The question is why if I specialize
for ellipsis, which suppose to mean
any number I'm getting an error, but
when I specialize for no arguments it
compiles?
Because ellipsis doesn't imply any number of parenthesis (as you're trying to use it in main) . ellipsis is used to imply variable number of arguments in function (C++03).
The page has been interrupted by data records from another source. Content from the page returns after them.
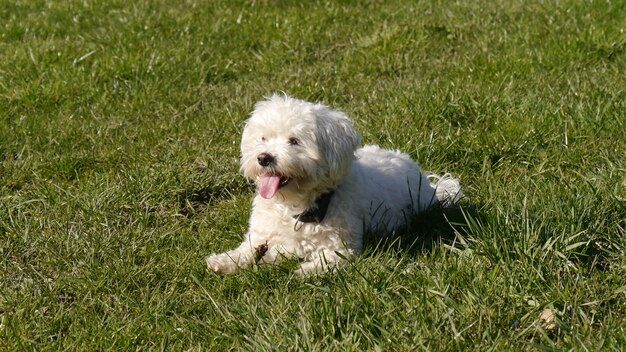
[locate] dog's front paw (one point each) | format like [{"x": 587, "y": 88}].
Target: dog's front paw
[{"x": 221, "y": 264}]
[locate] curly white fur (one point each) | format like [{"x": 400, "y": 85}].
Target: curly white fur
[{"x": 297, "y": 151}]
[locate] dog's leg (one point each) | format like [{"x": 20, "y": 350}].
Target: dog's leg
[{"x": 229, "y": 262}]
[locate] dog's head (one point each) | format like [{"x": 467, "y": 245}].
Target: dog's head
[{"x": 296, "y": 148}]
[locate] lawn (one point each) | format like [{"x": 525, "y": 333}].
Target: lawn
[{"x": 119, "y": 141}]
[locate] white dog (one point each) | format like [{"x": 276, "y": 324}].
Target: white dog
[{"x": 318, "y": 193}]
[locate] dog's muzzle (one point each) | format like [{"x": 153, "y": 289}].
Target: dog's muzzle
[{"x": 266, "y": 159}]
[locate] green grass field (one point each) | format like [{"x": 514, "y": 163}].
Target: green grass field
[{"x": 119, "y": 142}]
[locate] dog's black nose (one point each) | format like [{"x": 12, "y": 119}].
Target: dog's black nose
[{"x": 265, "y": 159}]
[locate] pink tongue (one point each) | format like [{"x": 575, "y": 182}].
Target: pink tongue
[{"x": 268, "y": 186}]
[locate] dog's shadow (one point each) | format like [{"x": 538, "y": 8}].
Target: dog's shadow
[{"x": 424, "y": 231}]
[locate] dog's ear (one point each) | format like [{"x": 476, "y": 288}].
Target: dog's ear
[{"x": 337, "y": 141}]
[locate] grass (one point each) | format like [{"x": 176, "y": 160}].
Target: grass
[{"x": 119, "y": 131}]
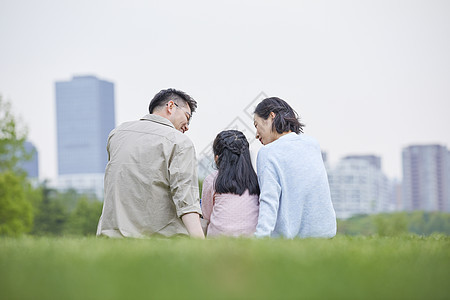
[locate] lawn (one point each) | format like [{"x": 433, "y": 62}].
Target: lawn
[{"x": 407, "y": 267}]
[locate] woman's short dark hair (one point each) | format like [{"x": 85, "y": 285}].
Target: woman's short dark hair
[
  {"x": 236, "y": 173},
  {"x": 164, "y": 96},
  {"x": 286, "y": 119}
]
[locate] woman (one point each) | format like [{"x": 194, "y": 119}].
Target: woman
[
  {"x": 230, "y": 195},
  {"x": 295, "y": 196}
]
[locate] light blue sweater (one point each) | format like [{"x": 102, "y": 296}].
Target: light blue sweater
[{"x": 295, "y": 196}]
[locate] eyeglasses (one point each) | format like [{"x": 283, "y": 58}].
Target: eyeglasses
[{"x": 188, "y": 115}]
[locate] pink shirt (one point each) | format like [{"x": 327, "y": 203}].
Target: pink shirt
[{"x": 228, "y": 214}]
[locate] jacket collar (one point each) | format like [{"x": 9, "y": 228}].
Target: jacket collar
[{"x": 157, "y": 119}]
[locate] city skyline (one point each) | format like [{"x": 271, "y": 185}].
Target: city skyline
[{"x": 367, "y": 77}]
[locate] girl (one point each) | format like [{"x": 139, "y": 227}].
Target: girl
[{"x": 230, "y": 202}]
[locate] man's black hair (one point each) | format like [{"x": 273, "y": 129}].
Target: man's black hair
[
  {"x": 164, "y": 96},
  {"x": 286, "y": 119}
]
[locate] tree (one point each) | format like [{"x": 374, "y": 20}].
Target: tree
[
  {"x": 16, "y": 214},
  {"x": 12, "y": 139},
  {"x": 84, "y": 219},
  {"x": 51, "y": 213}
]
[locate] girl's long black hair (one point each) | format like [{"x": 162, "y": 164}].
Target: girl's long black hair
[{"x": 236, "y": 173}]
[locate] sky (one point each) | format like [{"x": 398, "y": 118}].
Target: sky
[{"x": 366, "y": 77}]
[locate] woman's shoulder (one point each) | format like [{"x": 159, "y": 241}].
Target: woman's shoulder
[{"x": 211, "y": 177}]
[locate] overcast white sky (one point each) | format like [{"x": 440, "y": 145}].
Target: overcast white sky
[{"x": 367, "y": 77}]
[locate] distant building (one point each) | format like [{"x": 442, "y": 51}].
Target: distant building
[
  {"x": 358, "y": 186},
  {"x": 426, "y": 178},
  {"x": 31, "y": 166},
  {"x": 85, "y": 116}
]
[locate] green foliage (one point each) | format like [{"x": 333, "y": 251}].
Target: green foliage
[
  {"x": 390, "y": 225},
  {"x": 418, "y": 222},
  {"x": 16, "y": 215},
  {"x": 84, "y": 219},
  {"x": 12, "y": 139},
  {"x": 66, "y": 213},
  {"x": 51, "y": 213},
  {"x": 407, "y": 267}
]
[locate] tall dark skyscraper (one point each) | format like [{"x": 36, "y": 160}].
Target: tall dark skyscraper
[
  {"x": 85, "y": 116},
  {"x": 426, "y": 178}
]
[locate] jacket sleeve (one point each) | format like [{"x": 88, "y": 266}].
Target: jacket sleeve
[
  {"x": 207, "y": 197},
  {"x": 269, "y": 197},
  {"x": 184, "y": 180}
]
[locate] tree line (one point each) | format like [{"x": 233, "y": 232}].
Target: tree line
[
  {"x": 41, "y": 210},
  {"x": 38, "y": 210}
]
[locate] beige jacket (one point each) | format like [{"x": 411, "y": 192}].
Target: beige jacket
[{"x": 150, "y": 180}]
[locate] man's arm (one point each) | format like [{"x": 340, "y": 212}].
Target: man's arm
[{"x": 192, "y": 223}]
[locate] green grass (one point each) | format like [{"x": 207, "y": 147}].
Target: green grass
[{"x": 407, "y": 267}]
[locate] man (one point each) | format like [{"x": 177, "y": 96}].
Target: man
[{"x": 151, "y": 183}]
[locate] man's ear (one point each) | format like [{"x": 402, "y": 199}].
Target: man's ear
[{"x": 169, "y": 107}]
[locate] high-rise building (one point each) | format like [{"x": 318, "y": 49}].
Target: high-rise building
[
  {"x": 426, "y": 178},
  {"x": 85, "y": 116},
  {"x": 358, "y": 186},
  {"x": 31, "y": 166}
]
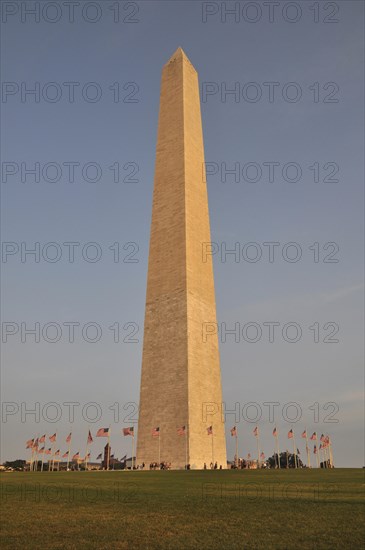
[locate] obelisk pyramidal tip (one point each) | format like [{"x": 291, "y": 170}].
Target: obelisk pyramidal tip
[{"x": 180, "y": 380}]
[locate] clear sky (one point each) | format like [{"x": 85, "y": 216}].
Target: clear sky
[{"x": 294, "y": 131}]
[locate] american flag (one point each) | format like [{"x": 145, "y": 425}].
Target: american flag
[{"x": 102, "y": 432}]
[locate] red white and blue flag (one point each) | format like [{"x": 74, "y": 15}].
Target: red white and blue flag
[{"x": 102, "y": 432}]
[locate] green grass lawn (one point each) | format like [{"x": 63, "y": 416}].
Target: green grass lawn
[{"x": 229, "y": 509}]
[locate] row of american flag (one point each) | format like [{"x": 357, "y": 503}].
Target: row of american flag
[
  {"x": 35, "y": 443},
  {"x": 38, "y": 445},
  {"x": 325, "y": 444}
]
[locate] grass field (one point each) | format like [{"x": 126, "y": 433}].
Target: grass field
[{"x": 250, "y": 509}]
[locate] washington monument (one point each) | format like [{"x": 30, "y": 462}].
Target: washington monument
[{"x": 181, "y": 389}]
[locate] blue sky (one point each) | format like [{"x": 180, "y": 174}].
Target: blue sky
[{"x": 325, "y": 62}]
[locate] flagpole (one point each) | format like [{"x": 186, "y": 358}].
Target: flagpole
[
  {"x": 277, "y": 446},
  {"x": 133, "y": 450},
  {"x": 69, "y": 450},
  {"x": 159, "y": 448},
  {"x": 31, "y": 458},
  {"x": 213, "y": 446},
  {"x": 108, "y": 454},
  {"x": 295, "y": 450},
  {"x": 44, "y": 449},
  {"x": 331, "y": 454},
  {"x": 307, "y": 449},
  {"x": 53, "y": 453},
  {"x": 186, "y": 447},
  {"x": 87, "y": 446}
]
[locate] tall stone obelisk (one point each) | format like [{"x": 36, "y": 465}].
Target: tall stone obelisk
[{"x": 180, "y": 379}]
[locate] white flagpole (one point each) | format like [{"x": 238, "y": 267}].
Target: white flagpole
[
  {"x": 133, "y": 450},
  {"x": 307, "y": 449},
  {"x": 295, "y": 450},
  {"x": 87, "y": 447},
  {"x": 69, "y": 450},
  {"x": 44, "y": 450},
  {"x": 213, "y": 446},
  {"x": 159, "y": 448},
  {"x": 53, "y": 442},
  {"x": 186, "y": 447},
  {"x": 108, "y": 454},
  {"x": 236, "y": 448},
  {"x": 31, "y": 459},
  {"x": 331, "y": 454}
]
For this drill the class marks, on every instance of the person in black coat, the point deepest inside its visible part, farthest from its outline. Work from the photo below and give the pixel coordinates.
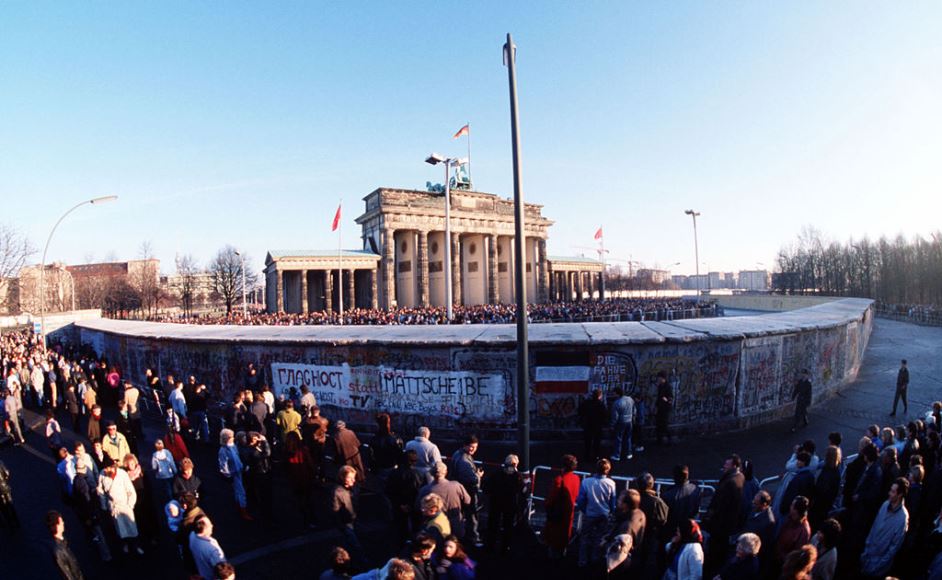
(506, 490)
(801, 394)
(826, 487)
(683, 500)
(663, 407)
(801, 484)
(723, 516)
(593, 417)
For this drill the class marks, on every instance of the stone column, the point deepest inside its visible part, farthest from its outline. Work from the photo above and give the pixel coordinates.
(328, 292)
(280, 291)
(456, 268)
(543, 268)
(388, 287)
(422, 270)
(374, 299)
(350, 301)
(304, 308)
(493, 292)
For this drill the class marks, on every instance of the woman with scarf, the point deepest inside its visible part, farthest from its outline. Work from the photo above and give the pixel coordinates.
(506, 490)
(685, 553)
(144, 508)
(231, 468)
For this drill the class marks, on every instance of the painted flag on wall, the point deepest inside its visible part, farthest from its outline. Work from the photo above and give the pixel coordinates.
(562, 373)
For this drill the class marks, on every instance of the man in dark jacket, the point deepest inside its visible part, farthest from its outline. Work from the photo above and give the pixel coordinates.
(402, 489)
(663, 407)
(723, 516)
(593, 418)
(801, 394)
(343, 513)
(902, 385)
(801, 484)
(7, 511)
(63, 557)
(683, 500)
(468, 474)
(761, 522)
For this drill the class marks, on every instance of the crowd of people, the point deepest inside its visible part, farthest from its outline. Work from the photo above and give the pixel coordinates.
(878, 514)
(875, 516)
(929, 314)
(608, 310)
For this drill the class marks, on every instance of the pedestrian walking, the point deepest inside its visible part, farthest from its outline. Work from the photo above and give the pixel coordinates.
(663, 407)
(801, 394)
(62, 556)
(902, 386)
(7, 511)
(592, 419)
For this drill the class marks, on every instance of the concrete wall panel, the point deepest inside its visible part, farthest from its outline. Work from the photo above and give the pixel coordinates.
(455, 378)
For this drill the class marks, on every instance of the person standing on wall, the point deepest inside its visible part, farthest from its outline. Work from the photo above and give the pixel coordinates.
(801, 394)
(902, 385)
(663, 407)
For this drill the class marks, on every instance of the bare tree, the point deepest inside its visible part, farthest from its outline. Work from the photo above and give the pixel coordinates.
(226, 271)
(186, 270)
(15, 250)
(894, 271)
(145, 280)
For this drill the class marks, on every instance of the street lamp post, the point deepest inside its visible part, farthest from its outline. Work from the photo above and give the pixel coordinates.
(696, 249)
(245, 310)
(42, 266)
(435, 159)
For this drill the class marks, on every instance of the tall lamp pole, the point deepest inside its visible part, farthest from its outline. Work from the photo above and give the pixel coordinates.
(42, 266)
(523, 363)
(245, 311)
(696, 249)
(435, 159)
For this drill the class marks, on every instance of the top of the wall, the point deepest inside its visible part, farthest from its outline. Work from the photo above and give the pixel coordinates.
(829, 315)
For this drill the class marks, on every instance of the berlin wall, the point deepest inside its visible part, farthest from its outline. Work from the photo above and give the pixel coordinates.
(726, 373)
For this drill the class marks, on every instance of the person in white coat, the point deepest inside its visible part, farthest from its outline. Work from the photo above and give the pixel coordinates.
(118, 498)
(685, 553)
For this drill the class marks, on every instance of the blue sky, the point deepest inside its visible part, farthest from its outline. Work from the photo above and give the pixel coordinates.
(245, 123)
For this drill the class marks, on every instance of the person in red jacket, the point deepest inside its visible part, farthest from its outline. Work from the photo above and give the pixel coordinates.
(560, 508)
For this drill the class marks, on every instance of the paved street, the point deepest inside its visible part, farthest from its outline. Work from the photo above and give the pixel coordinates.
(285, 548)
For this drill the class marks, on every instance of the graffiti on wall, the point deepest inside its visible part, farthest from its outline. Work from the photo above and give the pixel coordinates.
(455, 394)
(702, 375)
(423, 384)
(761, 387)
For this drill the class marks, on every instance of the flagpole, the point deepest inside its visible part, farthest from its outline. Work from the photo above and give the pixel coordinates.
(340, 265)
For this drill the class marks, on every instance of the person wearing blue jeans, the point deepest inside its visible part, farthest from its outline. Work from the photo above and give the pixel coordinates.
(623, 410)
(231, 467)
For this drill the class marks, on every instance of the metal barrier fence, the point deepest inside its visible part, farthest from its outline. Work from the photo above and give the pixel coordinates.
(660, 315)
(914, 317)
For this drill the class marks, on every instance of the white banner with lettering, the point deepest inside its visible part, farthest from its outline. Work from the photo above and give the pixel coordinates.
(482, 395)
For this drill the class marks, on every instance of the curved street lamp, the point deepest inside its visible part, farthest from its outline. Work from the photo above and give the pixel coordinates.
(42, 266)
(696, 249)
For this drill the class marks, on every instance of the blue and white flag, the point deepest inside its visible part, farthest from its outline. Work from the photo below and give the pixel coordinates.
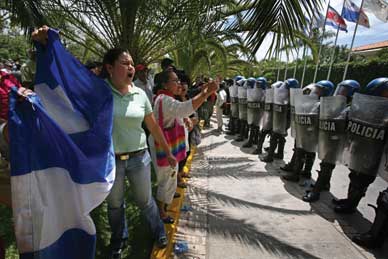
(335, 20)
(379, 8)
(62, 160)
(352, 13)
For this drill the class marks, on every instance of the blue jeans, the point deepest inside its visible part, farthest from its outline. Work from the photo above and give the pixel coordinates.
(138, 171)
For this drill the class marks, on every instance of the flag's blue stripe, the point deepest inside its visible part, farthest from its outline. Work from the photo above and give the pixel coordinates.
(333, 24)
(73, 244)
(85, 157)
(350, 15)
(57, 67)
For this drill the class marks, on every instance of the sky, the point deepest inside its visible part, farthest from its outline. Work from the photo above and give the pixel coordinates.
(377, 32)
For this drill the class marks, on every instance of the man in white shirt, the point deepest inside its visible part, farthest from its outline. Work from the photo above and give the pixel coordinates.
(142, 81)
(221, 99)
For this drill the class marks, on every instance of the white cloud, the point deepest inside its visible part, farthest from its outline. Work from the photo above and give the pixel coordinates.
(377, 32)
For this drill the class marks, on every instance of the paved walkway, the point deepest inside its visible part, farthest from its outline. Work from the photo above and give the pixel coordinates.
(242, 209)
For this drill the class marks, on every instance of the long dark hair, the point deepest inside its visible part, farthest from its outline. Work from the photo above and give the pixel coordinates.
(109, 58)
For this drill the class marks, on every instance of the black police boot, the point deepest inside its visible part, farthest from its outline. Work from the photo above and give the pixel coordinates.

EDIT: Maybe the following example gives you enough hint to implement what you want to:
template<class T>
struct TypeX
{
TypeX() { cout << "TypeX" << endl; }
};
template<typename T>
struct TypeX<T(*)()> //will match with : int (*)(), char (*)(), etc!
{
TypeX() { cout << "TypeX<T(*)()>" << endl; }
};
template<typename T, typename S>
struct TypeX<T(*)(S)> //will match with : int (*)(int), char (*)(int), etc!
{
TypeX() { cout << "TypeX<T(*)(S)>" << endl; }
};
template<typename T, typename S, typename U>
struct TypeX<T(*)(S, U)> //will match with : int (*)(int, char), char (*)(int, int), etc!
{
TypeX() { cout << "TypeX<T(*)(S, U)>" << endl; }
};
int main() {
TypeX<int*>();
TypeX<int(*)()>();
TypeX<int(*)(int)>();
TypeX<int(*)(char)>();
TypeX<int(*)(char, int)>();
TypeX<int(*)(short, char)>();
return 0;
}
Output:
TypeX
TypeX<T(*)()>
TypeX<T(*)(S)>
TypeX<T(*)(S)>
TypeX<T(*)(S, U)>
TypeX<T(*)(S, U)>
Demo at ideone : http://www.ideone.com/fKxKK
An elipsis means the function can accept any number of arguments at each place of invocation.
int f(...); // signature
int x = f(); // invocations
int y = f(my_int, my_double);
The function signature itself is distinct from the more specific signatures naively implied by each invocation (i.e. int f(), int f(int, double)).
Therefore, while you can specialise for the int (*)(...) case, only a function type that actually specifies an initial elipsis will match. Other functions like int (*)(int) do not match.